1RPTU 2DFKI-AV Kaiserslautern 3UPM Saudi Arabia 4NUST-SEECS Pakistan
Understanding realistic hand-object interactions from monocular RGB videos is essential for AR/VR, robotics, and embodied AI. Existing methods rely on category-specific templates or heavy computation, yet still produce physically inconsistent hand-object alignment in 3D. We introduce GHOST (Gaussian Hand-Object Splatting), a fast, category-agnostic framework for reconstructing dynamic hand-object interactions using 2D Gaussian Splatting. GHOST represents both hands and objects as dense, view-consistent Gaussian discs and introduces three key innovations: (1) a geometric-prior retrieval and consistency loss that completes occluded object regions, (2) a grasp-aware alignment that refines hand translations and object scale to ensure realistic contact, and (3) a hand-aware background loss that prevents penalizing hand-occluded object regions. GHOST achieves complete, physically consistent, and animatable reconstructions from a single RGB video while running an order of magnitude faster than prior category-agnostic methods. Extensive experiments on ARCTIC, HO3D, and in-the-wild datasets demonstrate state-of-the-art accuracy in 3D reconstruction and 2D rendering quality.
GHOST pipeline: Preprocessing (segmentation, SfM, hand reconstruction, geometric prior retrieval), optimization, and 2D Gaussian Splatting with hand-object losses.

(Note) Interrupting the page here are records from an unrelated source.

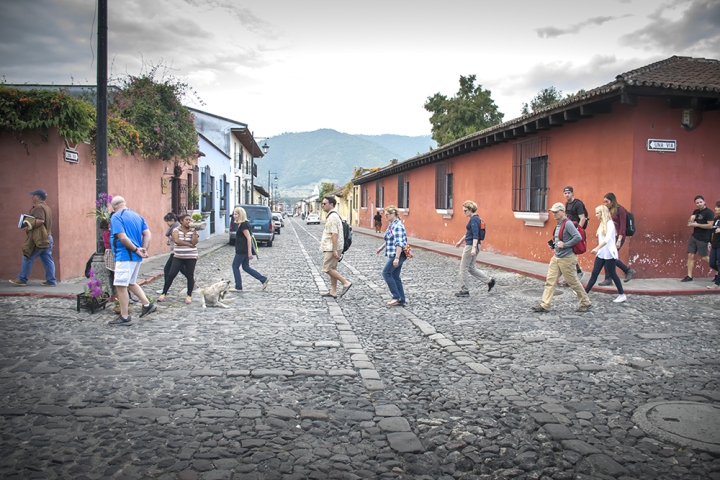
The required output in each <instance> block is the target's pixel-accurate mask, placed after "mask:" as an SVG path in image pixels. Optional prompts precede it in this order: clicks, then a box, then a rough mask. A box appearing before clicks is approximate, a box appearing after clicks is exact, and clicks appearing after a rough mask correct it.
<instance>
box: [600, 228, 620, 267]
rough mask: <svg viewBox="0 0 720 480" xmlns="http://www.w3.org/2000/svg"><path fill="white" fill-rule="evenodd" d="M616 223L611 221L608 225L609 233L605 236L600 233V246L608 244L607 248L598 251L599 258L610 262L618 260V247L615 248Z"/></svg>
mask: <svg viewBox="0 0 720 480" xmlns="http://www.w3.org/2000/svg"><path fill="white" fill-rule="evenodd" d="M615 241H616V240H615V223H613V222H612V220H611V221H609V222H608V223H607V233H606V234H605V235H603V234H602V233H600V232H598V244H600V243H602V242H606V243H605V246H604V247H603V248H601V249H600V250H599V251H598V255H597V256H598V257H599V258H602V259H605V260H609V259H611V258H614V259H615V260H617V247H616V246H615Z"/></svg>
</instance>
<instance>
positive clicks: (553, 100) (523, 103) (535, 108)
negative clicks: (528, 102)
mask: <svg viewBox="0 0 720 480" xmlns="http://www.w3.org/2000/svg"><path fill="white" fill-rule="evenodd" d="M562 99H563V97H562V91H561V90H558V89H556V88H555V87H553V86H550V87H548V88H543V89H542V90H540V91H539V92H538V94H537V95H535V96H534V97H533V99H532V100H530V106H529V108H528V104H527V103H523V108H522V110H521V112H522V114H523V115H527V114H528V113H530V111H531V110H532V111H533V112H537V111H538V110H540V109H541V108H543V107H547V106H548V105H552V104H553V103H557V102H559V101H560V100H562Z"/></svg>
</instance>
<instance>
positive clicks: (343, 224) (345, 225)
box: [330, 210, 352, 253]
mask: <svg viewBox="0 0 720 480" xmlns="http://www.w3.org/2000/svg"><path fill="white" fill-rule="evenodd" d="M330 213H334V214H336V215H337V216H338V217H340V214H339V213H337V212H336V211H335V210H333V211H332V212H330ZM340 221H341V222H342V226H343V240H344V241H345V242H344V243H343V251H342V253H345V252H347V249H348V248H350V245H352V227H351V226H350V225H349V224H348V223H347V222H346V221H345V220H343V219H342V217H340Z"/></svg>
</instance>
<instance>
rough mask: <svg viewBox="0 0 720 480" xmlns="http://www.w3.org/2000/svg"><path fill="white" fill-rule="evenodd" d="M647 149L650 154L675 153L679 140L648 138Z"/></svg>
mask: <svg viewBox="0 0 720 480" xmlns="http://www.w3.org/2000/svg"><path fill="white" fill-rule="evenodd" d="M647 147H648V152H675V151H676V150H677V140H658V139H656V138H648V143H647Z"/></svg>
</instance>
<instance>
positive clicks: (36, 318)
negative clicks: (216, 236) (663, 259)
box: [0, 219, 720, 480]
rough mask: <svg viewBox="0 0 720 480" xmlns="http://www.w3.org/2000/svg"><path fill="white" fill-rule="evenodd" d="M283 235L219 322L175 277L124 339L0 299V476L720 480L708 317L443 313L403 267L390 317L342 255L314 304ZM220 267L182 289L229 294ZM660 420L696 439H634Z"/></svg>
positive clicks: (128, 328)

| Method | MPJPERA,h↓ | MPJPERA,l↓ | MPJPERA,r↓ | CDICP↓ | CDr↓ | CDl↓ | CDh↓ | F10mm↑ | F5mm↑ |
|---|---|---|---|---|---|---|---|---|---|
| HOLD | 25.91 | 27.13 | 24.70 | 2.07 | 123.54 | 105.92 | 114.73 | 63.92 | 37.13 |
| BIGS | 24.49 | 24.63 | 24.35 | 1.36 | 31.28 | 46.11 | 38.69 | 81.78 | 56.41 |
| GHOST | 24.07 | 25.42 | 22.71 | 2.26 | 13.40 | 23.41 | 18.40 | 60.88 | 34.67 |
MPJPE in mm, CD in cm2. Green = best, orange = second best.
| Method | ARCTIC | HO3D | Runtime↓ | ||||
|---|---|---|---|---|---|---|---|
| PSNR↑ | SSIM↑ | LPIPS↓ | PSNR↑ | SSIM↑ | LPIPS↓ | ||
| HOLD | 12.83 | 0.66 | 0.32 | 16.20 | 0.74 | 0.21 | 16h |
| BIGS | 24.87 | 0.96 | 0.05 | 24.51 | 0.92 | 0.07 | 13h |
| GHOST | 25.93 | 0.88 | 0.02 | 21.37 | 0.75 | 0.03 | 1h |
GHOST achieves 13-16x faster runtime while maintaining competitive or superior rendering quality.